Traceback (most recent call last):

  File "C:\Users\train_sac.py", line 43, in <module>
    model.learn(total_timesteps = params.time_steps)

  File "C:\Users\stable_baselines\sac\sac.py", line 462, in learn
    mb_infos_vals.append(self._train_step(step, writer, current_lr))

  File "C:\Users\stable_baselines\sac\sac.py", line 337, in _train_step
    out = self.sess.run([self.summary] + self.step_ops, feed_dict)

  File "C:\Users\AppData\Local\Continuum\anaconda3\envs\tf_gpu\lib\site-packages\tensorflow\python\client\session.py", line 950, in run
    run_metadata_ptr)

  File "C:\Users\AppData\Local\Continuum\anaconda3\envs\tf_gpu\lib\site-packages\tensorflow\python\client\session.py", line 1149, in _run
    str(subfeed_t.get_shape())))

ValueError: Cannot feed value of shape (64, 42) for Tensor 'input/input/Ob:0', which has shape '(?, 210)'

System Info

If I train it without VecFrameStack, it provides a reasonable policy. Could you maybe explain a bit what I should do to be able to train it together with VecFrameStack?

araffin commented 4 years ago

Hello,

Quick question: did you try without tensorboard logging?

EDIT: please also fill the issue template completely

kosmylo commented 4 years ago

Hello,

Quick question: did you try without tensorboard logging?

EDIT: please also fill the issue template completely

Yes, I tried without tensorboard and I still get the same error.
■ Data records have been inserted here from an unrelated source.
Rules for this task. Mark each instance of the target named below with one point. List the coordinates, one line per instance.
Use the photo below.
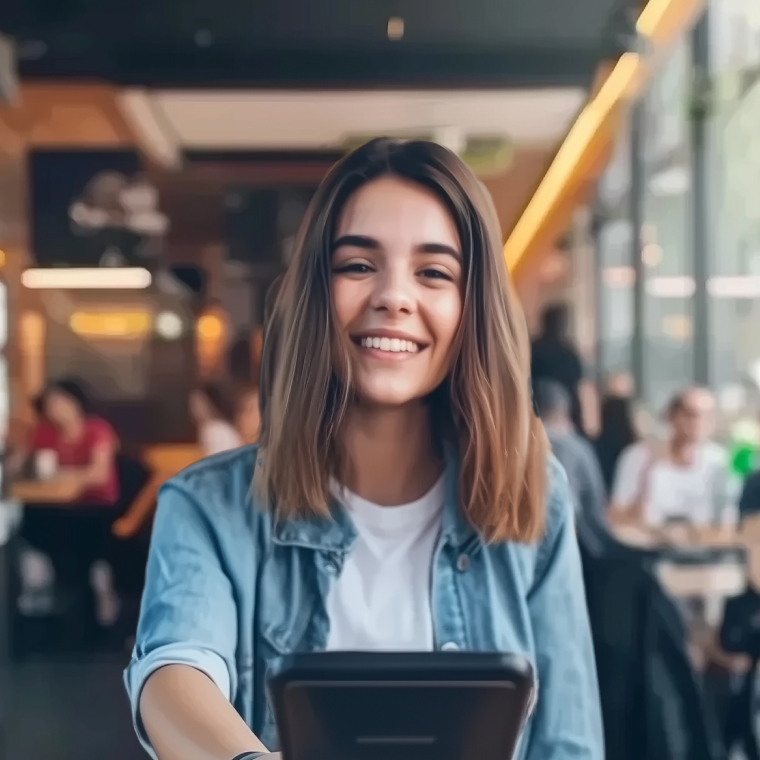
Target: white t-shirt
(693, 492)
(216, 436)
(381, 599)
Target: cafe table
(705, 563)
(61, 489)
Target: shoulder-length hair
(484, 405)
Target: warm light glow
(619, 86)
(168, 325)
(111, 324)
(211, 341)
(32, 348)
(106, 278)
(210, 327)
(659, 20)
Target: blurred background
(156, 160)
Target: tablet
(402, 706)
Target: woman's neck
(393, 458)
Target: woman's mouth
(390, 345)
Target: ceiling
(172, 122)
(318, 43)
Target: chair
(652, 703)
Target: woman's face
(397, 287)
(61, 409)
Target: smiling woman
(403, 497)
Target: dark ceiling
(306, 43)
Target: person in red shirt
(76, 534)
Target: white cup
(46, 464)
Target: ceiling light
(395, 28)
(116, 278)
(168, 325)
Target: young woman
(401, 494)
(214, 413)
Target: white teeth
(392, 345)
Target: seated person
(749, 501)
(739, 649)
(576, 455)
(679, 479)
(213, 411)
(85, 446)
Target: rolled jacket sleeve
(188, 614)
(567, 723)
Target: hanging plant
(701, 98)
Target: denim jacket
(229, 591)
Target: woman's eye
(355, 268)
(436, 274)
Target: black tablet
(402, 706)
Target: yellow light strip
(111, 324)
(106, 278)
(658, 21)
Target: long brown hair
(484, 405)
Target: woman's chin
(388, 398)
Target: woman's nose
(394, 293)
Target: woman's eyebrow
(372, 244)
(440, 248)
(356, 241)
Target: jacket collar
(338, 534)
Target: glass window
(615, 304)
(665, 237)
(734, 266)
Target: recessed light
(204, 38)
(395, 28)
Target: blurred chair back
(652, 705)
(133, 474)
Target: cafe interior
(155, 164)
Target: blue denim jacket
(230, 592)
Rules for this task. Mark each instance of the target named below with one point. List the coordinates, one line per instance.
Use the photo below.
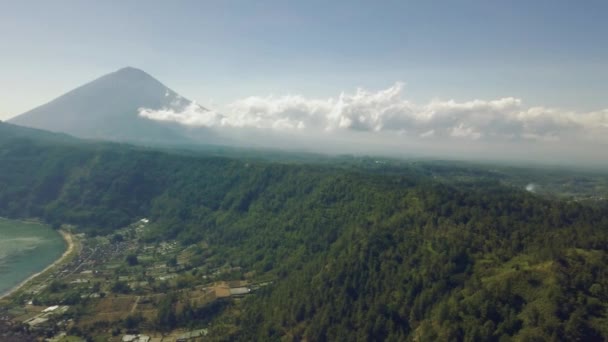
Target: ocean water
(26, 248)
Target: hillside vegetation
(354, 253)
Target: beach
(69, 239)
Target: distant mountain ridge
(107, 109)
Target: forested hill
(352, 254)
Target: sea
(26, 248)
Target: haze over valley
(303, 171)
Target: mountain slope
(107, 109)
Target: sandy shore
(70, 242)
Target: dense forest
(355, 253)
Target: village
(115, 288)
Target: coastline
(69, 239)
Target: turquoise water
(26, 248)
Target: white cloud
(504, 119)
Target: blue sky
(547, 53)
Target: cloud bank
(387, 111)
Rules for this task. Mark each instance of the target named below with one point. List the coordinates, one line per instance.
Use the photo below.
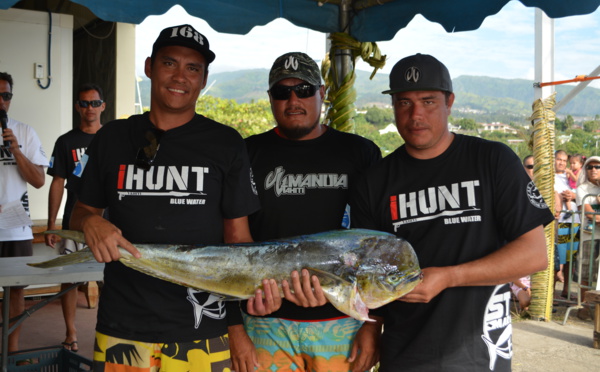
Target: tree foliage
(255, 117)
(247, 118)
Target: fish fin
(83, 255)
(326, 278)
(74, 235)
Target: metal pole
(343, 58)
(5, 327)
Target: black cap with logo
(186, 36)
(419, 72)
(295, 65)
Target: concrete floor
(538, 346)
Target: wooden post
(593, 297)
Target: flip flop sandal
(69, 346)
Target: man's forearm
(518, 258)
(31, 173)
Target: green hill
(480, 94)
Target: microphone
(4, 120)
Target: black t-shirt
(66, 156)
(303, 188)
(200, 175)
(455, 208)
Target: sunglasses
(283, 92)
(146, 155)
(7, 96)
(94, 103)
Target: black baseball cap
(295, 65)
(419, 72)
(186, 36)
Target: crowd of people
(468, 207)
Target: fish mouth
(383, 292)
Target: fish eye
(394, 278)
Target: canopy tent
(369, 20)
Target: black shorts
(17, 248)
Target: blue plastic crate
(50, 359)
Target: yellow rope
(542, 283)
(341, 97)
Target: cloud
(503, 46)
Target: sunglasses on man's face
(284, 92)
(94, 103)
(7, 96)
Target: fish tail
(83, 255)
(74, 235)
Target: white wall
(126, 78)
(49, 112)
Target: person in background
(588, 201)
(528, 165)
(22, 162)
(521, 289)
(576, 162)
(328, 162)
(145, 323)
(568, 220)
(66, 157)
(474, 219)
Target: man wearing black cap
(169, 176)
(303, 171)
(474, 218)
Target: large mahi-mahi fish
(358, 269)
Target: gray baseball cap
(295, 65)
(419, 72)
(186, 36)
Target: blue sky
(502, 47)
I also updated the information.

araffin commented 4 years ago

I could reproduce the error with:

from stable_baselines import SAC
from stable_baselines.common.cmd_util import make_vec_env
from stable_baselines.common.vec_env import VecNormalize, VecFrameStack

env = make_vec_env('Pendulum-v0', n_envs=1)
# The following does not work:
# env = VecNormalize(env)
# env = VecFrameStack(env, 4)

# But this works:
env = VecFrameStack(env, 4)
env = VecNormalize(env)

model = SAC('MlpPolicy', env, verbose=1)
model.learn(10000)

but it works if you wrap first with VecFrameStack and then VecNormalize.

Anyway, with SAC, you normally don't have to normalize and you don't need external action noise.

kosmylo commented 4 years ago

Yes, I confirm that if you wrap first with VecFrameStack, there is no error.